Terrorism: a political, military danger or a cultural, ideological challenge?
(Gamal Arabi, September 14, 2016)

Transcript available below

ISIS is not merely a terrorist organization, it is a malicious idea. ISIS and Al Qaeda have the same ideological underpinning. We need to confront this pernicious thinking with an enlightened, open-minded thought – one that accepts The Other and co-exists with him, enlightened ideas emanating from within Islam.

About the speaker

Gamal Arabi will introduce a non-usual approach to fighting the Jihadi threats originating from the Muslim World. His approach focuses on the importance and potential of defeating the ideology the terrorist groups and individuals spread through the Middle East and the entire world. Such an ideology, he believes, resides in the currently prevailing interpretations of Islam’s holy books and teachings. Thus, an “enlightenment” program is essential to complement the political and military measures aimed at eradicating terrorist threats.

Arabi’s intellectual contributions include the publication of two books written in Arabic: “Opening of the Muslim Mind” and “Muslim Woman Dress: Body Covering or Mind Blinding?”. In addition to that he has published several articles on Islamic enlightenment in Arabic newspapers and websites.

Arabi graduated from the University of Khartoum in 1980 and, since then, worked in the area of information technology in many institutions in his country, Sudan. He ended his professional career as director for the information technology department of the Sudanese central bank.


Robert Reilly:

Well, our speaker tonight is someone I met several years ago when for some reason he happened across a book I wrote about Islam called The Closing of the Muslim Mind. I was very grateful for his encouragement that the book be translated into Arabic, which it has been by a fellow countryman of his, so I owe to him my thanks for his inspiration in guiding me to getting that done.

To repay his kindness, I put Gamal al-Arabi in touch with my friends who are affiliated with Westminster in England who have a Muslim reform website called Al Muslih to which he now has become a contributor, and it is a compilation of contributions to that website made both in Arabic and English that have been published in the Reforming Islam book, which you can see on the table outside, which contains a lot of stunning analysis by Arab Muslims about what needs to be done within the Islamic world to reform it.

And Gamal al-Arabi is one of the people who can tell us that because he’s done a very acute analysis from his perspective, “From Within Sudan What Needs to be Done.” And the subject of his talk tonight, “A Political, Military Danger or a Cultural, Ideological Challenge,” speaks to that point as well as the shortsightedness of the United States and others in the West who have misdiagnosed the problem and therefore applied a wrong solution.

Just a couple of words about Gamal’s intellectual contributions, which include two books written in Arabic, appropriately enough, “Opening of the Muslim Mind” and “Muslim Women Dress: Body Covering or Mind Binding?” He is a graduate of the University of Khartoum and since then has spent many years working for the Central Bank in Sudan and is the director of the information technology department of the Sudanese Central Bank.
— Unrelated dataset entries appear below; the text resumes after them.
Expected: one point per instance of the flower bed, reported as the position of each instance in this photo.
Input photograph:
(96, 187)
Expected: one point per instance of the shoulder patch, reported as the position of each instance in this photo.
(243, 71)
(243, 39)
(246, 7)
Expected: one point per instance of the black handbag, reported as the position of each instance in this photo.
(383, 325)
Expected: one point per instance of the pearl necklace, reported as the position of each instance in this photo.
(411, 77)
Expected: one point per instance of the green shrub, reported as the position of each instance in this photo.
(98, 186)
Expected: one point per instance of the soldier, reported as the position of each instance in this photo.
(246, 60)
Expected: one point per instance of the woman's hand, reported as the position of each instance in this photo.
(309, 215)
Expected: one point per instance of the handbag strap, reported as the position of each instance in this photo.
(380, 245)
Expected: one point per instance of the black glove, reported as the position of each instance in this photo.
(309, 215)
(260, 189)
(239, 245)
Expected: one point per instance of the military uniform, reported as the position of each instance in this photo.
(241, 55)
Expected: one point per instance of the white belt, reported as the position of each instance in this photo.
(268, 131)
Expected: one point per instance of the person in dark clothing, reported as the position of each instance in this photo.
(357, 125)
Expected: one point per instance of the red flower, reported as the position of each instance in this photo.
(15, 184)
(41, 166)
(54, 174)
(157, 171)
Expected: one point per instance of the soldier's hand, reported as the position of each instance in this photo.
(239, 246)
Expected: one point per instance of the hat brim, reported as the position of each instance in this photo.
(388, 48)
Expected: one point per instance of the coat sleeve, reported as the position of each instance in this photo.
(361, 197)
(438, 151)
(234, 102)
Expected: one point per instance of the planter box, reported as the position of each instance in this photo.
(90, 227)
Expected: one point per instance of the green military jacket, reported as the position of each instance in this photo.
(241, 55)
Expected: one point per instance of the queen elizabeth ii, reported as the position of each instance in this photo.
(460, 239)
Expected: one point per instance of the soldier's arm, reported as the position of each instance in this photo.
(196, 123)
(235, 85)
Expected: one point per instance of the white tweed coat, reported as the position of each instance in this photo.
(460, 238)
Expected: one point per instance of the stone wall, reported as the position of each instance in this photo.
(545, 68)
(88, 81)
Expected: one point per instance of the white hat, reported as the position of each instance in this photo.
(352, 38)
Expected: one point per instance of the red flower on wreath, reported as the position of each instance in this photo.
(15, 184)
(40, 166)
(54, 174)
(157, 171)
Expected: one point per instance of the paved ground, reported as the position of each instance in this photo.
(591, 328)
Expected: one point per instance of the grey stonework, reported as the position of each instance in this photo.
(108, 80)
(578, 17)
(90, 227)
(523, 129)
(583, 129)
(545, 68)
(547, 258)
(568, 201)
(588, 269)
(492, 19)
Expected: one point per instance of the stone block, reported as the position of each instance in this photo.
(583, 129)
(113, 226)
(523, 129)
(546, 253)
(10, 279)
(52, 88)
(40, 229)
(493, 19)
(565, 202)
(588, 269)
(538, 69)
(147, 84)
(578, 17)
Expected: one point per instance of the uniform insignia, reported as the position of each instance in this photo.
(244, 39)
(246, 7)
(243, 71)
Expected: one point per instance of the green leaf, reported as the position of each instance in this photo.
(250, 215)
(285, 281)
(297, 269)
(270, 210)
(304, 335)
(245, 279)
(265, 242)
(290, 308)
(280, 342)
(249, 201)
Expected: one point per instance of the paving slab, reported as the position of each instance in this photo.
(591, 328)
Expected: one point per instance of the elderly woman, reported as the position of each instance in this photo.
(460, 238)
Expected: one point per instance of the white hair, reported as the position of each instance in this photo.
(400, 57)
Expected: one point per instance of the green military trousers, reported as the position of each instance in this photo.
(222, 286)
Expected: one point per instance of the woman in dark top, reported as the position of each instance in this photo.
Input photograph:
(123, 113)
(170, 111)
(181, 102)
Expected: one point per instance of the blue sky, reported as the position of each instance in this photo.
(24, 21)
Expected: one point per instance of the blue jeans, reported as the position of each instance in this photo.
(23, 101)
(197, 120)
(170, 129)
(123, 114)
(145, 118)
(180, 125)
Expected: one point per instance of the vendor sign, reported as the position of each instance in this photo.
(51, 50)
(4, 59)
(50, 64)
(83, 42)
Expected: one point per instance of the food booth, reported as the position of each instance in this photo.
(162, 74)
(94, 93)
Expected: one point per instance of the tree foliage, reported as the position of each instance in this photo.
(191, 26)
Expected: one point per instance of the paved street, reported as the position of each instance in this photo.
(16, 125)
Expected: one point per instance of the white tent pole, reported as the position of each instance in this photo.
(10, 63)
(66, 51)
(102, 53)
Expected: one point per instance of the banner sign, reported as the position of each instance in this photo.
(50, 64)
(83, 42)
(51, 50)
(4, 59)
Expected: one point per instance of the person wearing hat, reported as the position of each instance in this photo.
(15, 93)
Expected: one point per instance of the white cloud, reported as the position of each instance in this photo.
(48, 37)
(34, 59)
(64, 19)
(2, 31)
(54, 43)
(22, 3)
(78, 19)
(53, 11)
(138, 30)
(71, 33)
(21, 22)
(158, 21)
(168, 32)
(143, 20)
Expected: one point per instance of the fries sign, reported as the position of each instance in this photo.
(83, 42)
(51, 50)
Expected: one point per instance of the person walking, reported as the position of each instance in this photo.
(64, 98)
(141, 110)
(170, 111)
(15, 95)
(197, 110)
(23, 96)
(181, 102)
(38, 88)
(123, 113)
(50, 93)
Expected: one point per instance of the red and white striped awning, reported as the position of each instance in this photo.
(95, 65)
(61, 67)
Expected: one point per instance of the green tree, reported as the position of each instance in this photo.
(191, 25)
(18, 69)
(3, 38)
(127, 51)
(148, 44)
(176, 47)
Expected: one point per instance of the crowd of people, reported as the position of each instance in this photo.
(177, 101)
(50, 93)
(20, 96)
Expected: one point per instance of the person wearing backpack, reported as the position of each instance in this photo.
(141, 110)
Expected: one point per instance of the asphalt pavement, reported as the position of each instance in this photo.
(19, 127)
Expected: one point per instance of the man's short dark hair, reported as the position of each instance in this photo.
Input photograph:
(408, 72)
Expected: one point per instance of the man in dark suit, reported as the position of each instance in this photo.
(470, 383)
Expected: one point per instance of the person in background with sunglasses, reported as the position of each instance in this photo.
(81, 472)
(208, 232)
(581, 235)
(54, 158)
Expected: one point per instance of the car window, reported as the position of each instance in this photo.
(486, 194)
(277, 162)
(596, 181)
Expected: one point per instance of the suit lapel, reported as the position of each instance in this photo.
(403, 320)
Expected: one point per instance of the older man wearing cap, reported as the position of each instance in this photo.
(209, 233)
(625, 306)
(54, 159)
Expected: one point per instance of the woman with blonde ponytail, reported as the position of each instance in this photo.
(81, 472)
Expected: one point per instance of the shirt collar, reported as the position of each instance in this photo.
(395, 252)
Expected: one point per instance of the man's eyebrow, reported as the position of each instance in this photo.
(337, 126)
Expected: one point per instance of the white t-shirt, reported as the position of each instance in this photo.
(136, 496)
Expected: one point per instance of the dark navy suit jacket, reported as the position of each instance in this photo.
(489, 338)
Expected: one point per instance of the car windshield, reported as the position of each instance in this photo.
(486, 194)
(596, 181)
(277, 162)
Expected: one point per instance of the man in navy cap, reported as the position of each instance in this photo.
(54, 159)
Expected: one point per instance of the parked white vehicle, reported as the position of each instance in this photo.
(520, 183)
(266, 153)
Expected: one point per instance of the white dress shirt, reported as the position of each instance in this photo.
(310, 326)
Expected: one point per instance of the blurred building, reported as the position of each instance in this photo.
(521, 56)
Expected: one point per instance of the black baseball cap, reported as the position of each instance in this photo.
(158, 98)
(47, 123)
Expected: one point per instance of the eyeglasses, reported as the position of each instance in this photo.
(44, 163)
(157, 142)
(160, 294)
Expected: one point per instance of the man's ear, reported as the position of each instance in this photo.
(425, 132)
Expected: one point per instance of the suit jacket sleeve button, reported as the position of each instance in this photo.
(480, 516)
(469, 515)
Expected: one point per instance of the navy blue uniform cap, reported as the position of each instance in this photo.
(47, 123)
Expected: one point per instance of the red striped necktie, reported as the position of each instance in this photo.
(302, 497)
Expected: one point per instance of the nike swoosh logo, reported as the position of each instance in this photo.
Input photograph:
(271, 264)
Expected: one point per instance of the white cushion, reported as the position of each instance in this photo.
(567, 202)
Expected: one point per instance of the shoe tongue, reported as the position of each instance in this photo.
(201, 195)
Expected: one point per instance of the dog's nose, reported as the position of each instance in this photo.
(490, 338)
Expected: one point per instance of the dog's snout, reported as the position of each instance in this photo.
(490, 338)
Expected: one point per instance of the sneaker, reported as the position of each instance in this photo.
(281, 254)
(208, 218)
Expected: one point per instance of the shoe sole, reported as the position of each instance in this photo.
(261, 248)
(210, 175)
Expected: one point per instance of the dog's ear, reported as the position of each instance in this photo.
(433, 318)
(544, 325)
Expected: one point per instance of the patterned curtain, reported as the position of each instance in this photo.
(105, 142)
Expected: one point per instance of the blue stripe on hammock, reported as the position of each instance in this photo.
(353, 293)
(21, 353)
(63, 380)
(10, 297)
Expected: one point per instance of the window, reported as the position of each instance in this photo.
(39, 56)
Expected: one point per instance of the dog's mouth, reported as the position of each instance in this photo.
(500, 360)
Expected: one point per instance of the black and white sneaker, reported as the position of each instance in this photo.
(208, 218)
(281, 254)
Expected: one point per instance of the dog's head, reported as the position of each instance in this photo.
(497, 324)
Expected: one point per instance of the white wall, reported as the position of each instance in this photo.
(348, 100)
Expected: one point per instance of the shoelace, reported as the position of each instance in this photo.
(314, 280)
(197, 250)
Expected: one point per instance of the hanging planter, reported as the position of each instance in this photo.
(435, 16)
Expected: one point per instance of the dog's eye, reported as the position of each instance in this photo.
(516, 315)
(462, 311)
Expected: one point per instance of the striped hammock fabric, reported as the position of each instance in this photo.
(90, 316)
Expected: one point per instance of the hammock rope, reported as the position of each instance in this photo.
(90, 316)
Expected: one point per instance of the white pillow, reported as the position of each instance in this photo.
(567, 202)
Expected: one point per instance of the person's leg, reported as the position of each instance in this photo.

Please join me in welcoming Gamal Arabi.

Gamal al-Arabi:

Good evening, everyone. I hope that the lecture will be useful and please forgive me if there is any difficulty in transferring my ideas to you because this is my first time to speak in English about this area.

Before I proceed, I need to briefly explain the meaning of the terms that are usually used in this paper and I think in many other lectures: these are Salafi, Salafist and jihadi, jihadist. The word Salafi describes in general the widely dominant state of mind in the Muslim world that is different interpretation of the basic Islamic or Muslim books that took place in the first three centuries that followed Prophet Muhammad.

And these interpretations are still governing the way Muslims are thinking and looking to the world until now throughout these thousand years, the past thousand years. I think Mr. Robert Reilly’s book, The Closing of the Muslim Mind, may be the most important source to show exactly how this happened, how Muslims froze their minds and became captive to ideas that were created before a thousand years.

The word jihad stands for the use of violence and war against infidelity or apostasy. In the Salafist thought, whoever is not a Muslim is an infidel who should be a Muslim either by wisdom. I mean in the Salafi interpretation, not every Muslim is thinking this way. But frankly, the majority of the ideas that are moving in our minds are related to this concept.